Deswegen kann die finanzielle Unterstützung für das erste Treffen angemessen sein.
Abgesehen davon, wenn ein Mann sich finanziell an dem Treffen beteiligt, ist das für die Dame ein Beweis für seine Seriosität.

Fazit

  • Die Scammer sind sehr geschickt und gut organisiert. Der Mann bekommt seinen lang ersehnten Traum präsentiert: Eine russische Traumfrau, die ihn liebt und begehrt.

  • Betrüger verstecken sich nicht nur hinter professionellen Bildern von Modells, sondern auch hinter „einfachen“ Mädchen.

  • Eine Ausweiskopie zu senden stellt für viele kein Problem dar. Professionelle und erfahrene Betrüger sind darauf vorbereitet.

  • Sie haben gewisse psychologische Grundkenntnisse und wissen, wie man durch die Träume und die Wünsche eines Mannes, sein Ziel erreichen kann. Deswegen lassen ihre Geschichten kaum Zweifel offen. Sie sind sehr detailliert vorbereitet und werden realistisch vorgetragen.

  • Wenn ein Mann das erste Mal Geld gesendet hat, werden neue Geschichten inszeniert um weiteres Geld zu ergaunern.

  • Doch die Gefahren durch Betrüger sollten einen Mann nicht davon abhalten, eine interessante Frau aus Osteuropa kennen zu lernen. Verhält man sich aufmerksam, bleibt vernünftig und folgt ein paar Regeln, haben Betrüger keine Chance.

Wir empfehlen

  • Ein regelmäßiger Skype Kontakt.

  • Realistisch bleiben und sich beim Kennenlernen Zeit nehmen! Man kann sich schnell verlieben, aber es müssen nicht gleich zu große Schritte gewagt werden.

  • Man sollte niemals das Geld an eine unbekannte Person senden.

  • Ein großer Altersunterschied sollte nachdenklich machen.

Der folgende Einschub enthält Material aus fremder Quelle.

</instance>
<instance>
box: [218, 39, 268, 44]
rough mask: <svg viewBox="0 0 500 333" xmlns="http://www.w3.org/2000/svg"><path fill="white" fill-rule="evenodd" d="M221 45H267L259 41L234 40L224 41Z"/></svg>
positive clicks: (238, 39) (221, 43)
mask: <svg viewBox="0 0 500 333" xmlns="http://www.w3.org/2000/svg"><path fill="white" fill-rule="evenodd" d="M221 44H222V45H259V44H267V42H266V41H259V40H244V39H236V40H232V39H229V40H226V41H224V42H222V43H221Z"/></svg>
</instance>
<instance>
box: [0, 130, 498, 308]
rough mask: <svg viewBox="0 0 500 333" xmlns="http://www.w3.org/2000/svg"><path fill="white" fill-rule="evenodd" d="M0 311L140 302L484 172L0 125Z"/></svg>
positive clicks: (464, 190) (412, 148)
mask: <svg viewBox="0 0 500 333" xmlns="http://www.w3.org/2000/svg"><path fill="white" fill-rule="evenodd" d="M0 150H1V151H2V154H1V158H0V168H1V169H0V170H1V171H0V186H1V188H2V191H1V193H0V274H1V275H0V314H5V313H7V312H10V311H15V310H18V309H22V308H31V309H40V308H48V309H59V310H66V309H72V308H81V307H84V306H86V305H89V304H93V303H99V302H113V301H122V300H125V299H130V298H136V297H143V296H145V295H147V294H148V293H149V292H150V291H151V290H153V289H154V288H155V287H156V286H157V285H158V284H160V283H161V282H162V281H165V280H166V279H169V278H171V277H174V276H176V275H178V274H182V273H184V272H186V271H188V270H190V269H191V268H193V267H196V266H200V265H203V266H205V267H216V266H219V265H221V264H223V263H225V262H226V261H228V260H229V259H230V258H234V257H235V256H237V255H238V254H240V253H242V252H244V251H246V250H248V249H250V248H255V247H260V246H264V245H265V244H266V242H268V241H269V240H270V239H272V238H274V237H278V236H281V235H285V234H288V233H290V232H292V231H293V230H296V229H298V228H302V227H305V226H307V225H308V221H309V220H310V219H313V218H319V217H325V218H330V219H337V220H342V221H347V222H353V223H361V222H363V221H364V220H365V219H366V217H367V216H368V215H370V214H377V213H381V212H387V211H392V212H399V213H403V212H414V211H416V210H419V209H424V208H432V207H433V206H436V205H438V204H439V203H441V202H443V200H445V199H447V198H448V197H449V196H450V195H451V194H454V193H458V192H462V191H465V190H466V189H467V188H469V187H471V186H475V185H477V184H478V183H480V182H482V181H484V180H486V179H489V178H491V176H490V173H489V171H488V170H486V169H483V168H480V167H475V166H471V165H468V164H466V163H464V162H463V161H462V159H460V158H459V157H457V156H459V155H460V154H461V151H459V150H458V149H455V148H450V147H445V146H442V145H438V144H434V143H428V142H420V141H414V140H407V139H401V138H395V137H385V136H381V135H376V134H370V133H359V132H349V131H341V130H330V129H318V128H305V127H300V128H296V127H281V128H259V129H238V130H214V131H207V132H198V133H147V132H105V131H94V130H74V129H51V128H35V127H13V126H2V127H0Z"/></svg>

  • Einem Freund oder jemanden aus der Familie von dem Kontakt nach Russland erzählen. Eine außenstehende Person betrachtet die Geschichte mit anderen Augen und kann vielleicht deutliche Anzeichen erkennen, die an der Person gegenüber zweifeln lassen.

  • Für das erste Treffen bestehen drei Möglichkeiten:

    1. Ein Treffen im Herkunftsland der Dame.
      Viele osteuropäische Städte sind mit Direktflügen aus Deutschland erreichbar. Wenn die russische Herzensdame in einer kleinen Stadt, die nicht mit einem Direktflug erreichbar ist lebt, kann das Treffen in einer Großstadt wie beispielsweise Moskau oder Sankt-Petersburg stattfinden.

    2. Einen gemeinsamen Urlaub veranstalten.
      Beispielsweise benötigen russische Frauen kein Visum für die Reise in die Türkei. Diese Möglichkeit ist bei den Damen jedoch nicht so beliebt. Zweifel bezüglich der Absichten des Mannes könnten entstehen. Zudem ist es auch wieder eine Frage des Geldes.

    3. Für das erste Treffen reist die Dame mit dem Besuchervisum nach Deutschland.
      Die Tickets und Krankenversicherung können selbst bei einem deutschen Reisebüro gekauft und zusammen mit der Einladung an die Dame nach Russland gesendet werden. Dadurch wird die Reise finanziert und das Geld wird nicht an eine unbekannte Person gesendet.
      Scammer versuchen das Besuchervisum mit der folgenden Begründung auszureden: Das Deutsche Konsulat lehnt Visa-Anträge von russischen Single-Frauen in der Regel ab. Doch das stimmt nicht.

Was für einen Vorteil hat eine kostenpflichtige Partnerbörse?

  1. Jede Dame wird sorgfältig und individuell geprüft. Ihre Kontaktdaten sowie Fotos werden von den Einträgen in diversen Scam-Datenbanken verglichen.
  2. Massenhafte Scam- und Spam-Nachrichten werden automatisch erkannt. Zumeist senden Scammer ihre Kontaktdaten (E-Mail-Adresse) in der ersten Nachricht.

Darüber kannst Du mehr im Artikel “Sicheres Kennenlernen kostet Geld“ erfahren.

Doch einen 100%igen Schutz kann Dir niemand garantieren. Man handelt immer auf eigene Verantwortung.